If you have a hunch about an unfaithful significant other, it's there for a reason.

Going For A Run

"Had a coworker who cheated on her live-in boyfriend. She would tell him she was going for a run, put on her shorts without underwear and would f'k her side piece in the apartment parking lot. So then she would come back inside sweaty 30 mins later and needed to shower and it all made sense to her boyfriend, he never questioned it. She was an awful human."

– rashawah

It Made Scents

"A friend caught her husband cheating because he kept coming home smelling like ferrets."

"Hard to play off 'long day at work' and explain that."

"When she found out at a holiday party that one of the young female coworkers owned ferrets, it all made sense."

– benloe7

Special Delivery

"I used to go to a comic shop. And the comic shop owner knew all of the gossip in the area. Nice dude. Remembers all of his regulars and asks about you if he hasn’t seen you in awhile to check in on people. Lot of people in the area grew up with his shop.
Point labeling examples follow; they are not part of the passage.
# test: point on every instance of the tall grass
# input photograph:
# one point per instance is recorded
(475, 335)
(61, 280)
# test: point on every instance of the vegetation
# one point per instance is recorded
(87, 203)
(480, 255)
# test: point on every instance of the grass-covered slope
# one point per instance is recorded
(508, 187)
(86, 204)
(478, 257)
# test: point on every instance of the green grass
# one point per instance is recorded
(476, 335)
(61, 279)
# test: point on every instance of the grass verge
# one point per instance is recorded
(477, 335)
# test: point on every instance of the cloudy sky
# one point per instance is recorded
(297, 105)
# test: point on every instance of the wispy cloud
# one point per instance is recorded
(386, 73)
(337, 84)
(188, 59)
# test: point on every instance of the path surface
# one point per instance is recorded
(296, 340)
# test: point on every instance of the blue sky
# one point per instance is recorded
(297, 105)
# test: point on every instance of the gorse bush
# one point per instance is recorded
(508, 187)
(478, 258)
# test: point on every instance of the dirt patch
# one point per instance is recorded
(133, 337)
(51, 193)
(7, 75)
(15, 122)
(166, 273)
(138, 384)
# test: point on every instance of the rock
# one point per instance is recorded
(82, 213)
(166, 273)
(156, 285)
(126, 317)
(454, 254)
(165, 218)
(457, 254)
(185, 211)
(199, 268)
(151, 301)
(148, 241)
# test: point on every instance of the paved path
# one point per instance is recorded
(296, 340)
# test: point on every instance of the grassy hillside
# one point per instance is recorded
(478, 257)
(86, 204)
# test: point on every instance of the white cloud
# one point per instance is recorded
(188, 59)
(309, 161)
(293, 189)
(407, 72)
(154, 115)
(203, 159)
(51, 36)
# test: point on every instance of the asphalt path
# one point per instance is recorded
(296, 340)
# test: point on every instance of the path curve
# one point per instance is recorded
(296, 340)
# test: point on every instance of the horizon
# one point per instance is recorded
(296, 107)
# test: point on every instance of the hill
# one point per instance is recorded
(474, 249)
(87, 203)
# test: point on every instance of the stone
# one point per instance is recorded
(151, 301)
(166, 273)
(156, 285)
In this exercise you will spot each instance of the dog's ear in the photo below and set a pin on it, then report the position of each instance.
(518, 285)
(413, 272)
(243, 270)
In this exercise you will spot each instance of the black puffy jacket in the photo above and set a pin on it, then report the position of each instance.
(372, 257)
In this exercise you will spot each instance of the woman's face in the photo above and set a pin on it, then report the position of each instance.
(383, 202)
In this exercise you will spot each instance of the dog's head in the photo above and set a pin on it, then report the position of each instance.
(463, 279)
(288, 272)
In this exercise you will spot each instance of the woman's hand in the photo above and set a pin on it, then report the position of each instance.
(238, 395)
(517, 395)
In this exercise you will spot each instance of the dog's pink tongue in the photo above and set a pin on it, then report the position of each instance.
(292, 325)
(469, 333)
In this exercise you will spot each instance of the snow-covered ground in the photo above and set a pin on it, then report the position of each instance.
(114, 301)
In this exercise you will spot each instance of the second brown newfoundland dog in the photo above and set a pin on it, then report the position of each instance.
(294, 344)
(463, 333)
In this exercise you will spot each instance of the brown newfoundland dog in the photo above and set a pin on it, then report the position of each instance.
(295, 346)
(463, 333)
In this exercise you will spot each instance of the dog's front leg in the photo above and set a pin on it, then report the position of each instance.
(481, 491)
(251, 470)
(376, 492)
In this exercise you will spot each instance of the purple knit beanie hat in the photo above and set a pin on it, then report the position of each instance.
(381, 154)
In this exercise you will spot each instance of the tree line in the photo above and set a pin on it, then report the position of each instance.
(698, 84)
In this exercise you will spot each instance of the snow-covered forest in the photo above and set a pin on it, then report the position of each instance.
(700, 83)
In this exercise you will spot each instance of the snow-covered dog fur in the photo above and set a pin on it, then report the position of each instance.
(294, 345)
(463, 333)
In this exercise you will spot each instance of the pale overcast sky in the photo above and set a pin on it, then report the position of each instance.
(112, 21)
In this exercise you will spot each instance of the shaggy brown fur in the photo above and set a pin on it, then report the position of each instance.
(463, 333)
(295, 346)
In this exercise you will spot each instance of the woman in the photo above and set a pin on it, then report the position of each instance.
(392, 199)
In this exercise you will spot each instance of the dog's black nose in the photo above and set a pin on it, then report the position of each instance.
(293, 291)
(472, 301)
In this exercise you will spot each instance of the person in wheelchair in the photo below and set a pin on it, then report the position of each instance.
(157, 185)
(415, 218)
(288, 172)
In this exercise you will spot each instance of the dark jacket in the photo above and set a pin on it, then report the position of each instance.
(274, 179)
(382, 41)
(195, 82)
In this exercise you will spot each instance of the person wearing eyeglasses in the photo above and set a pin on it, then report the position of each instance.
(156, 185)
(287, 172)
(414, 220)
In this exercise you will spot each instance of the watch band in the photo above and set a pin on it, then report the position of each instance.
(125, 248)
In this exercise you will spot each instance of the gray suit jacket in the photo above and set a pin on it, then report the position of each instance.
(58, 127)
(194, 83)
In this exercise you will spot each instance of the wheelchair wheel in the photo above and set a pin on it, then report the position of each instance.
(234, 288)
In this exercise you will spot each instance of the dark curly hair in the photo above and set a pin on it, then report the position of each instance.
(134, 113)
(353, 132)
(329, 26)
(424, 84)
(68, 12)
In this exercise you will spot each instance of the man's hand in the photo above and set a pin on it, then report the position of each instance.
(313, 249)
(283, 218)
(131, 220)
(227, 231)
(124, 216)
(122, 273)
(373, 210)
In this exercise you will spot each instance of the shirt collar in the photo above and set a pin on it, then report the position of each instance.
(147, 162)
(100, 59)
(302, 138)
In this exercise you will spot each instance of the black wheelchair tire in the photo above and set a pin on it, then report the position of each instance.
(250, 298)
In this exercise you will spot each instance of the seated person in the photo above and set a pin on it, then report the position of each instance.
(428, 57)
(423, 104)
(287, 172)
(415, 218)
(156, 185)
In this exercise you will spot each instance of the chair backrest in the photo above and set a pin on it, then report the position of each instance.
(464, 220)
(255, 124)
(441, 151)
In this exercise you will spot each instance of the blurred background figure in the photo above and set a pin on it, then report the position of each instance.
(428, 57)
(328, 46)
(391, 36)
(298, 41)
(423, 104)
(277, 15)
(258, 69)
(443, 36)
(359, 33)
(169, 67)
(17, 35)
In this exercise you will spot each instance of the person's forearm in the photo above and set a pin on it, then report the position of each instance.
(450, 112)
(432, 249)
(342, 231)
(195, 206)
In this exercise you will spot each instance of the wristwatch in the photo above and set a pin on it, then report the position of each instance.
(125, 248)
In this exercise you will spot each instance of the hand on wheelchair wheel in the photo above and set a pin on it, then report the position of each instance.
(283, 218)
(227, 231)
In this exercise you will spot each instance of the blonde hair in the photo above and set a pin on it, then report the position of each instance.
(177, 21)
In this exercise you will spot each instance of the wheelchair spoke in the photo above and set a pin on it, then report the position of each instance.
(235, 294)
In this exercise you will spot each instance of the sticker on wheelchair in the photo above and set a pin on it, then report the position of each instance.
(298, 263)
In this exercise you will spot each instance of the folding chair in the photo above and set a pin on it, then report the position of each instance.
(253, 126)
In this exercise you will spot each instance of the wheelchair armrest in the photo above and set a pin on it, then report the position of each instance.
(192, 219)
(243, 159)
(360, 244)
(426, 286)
So he’s got stories."

"Anyways he told us about this story from some years back about this regular. Who disappeared for a few months. Comes back one day. And the shop owner asks him, 'hey, man. Haven’t seen you in awhile?' Kind of like where have you been. The regular was like oh I’ve been getting divorced. I had to move it was a whole thing."

"So naturally the shop owner asks. 'Why are you divorcing your wife?' The regular caught his wife cheating."

"He had picked up a 2nd part time job as pizza delivery man because he was trying to fund to take his wife on her dream vacation. All of the money he earned from that job was supposed to go into that vacation. He had been working this job for like 6 months. It was a whole secret. She didn’t know he was doing that for her. Because he was trying to surprise her."

"He was the pizza delivery man at the motel. She was cheating at him with. The dude she was cheating on him with answered the door with her right next to him."

"He apparently didn’t even go back to the pizza place. He quit on the spot. Went home. Packed his sh*t and left town."

– TheMysticalPlatypus

Those who are unfaithful in their relationships may think they're good enough for more than one person, but they're usually not.

And while you may not believe in it, there's something called karma, and watching it enact justice can be extremely gratifying.

If you were the one being cheated on, know that the person with whom you've fallen in love is not the kind of person you want to spend the rest of your life with and there will always be a better human who will respect you and love you.

And if you were the cheater, watch your back. Because whether you believe in it or not, karma's coming for ya.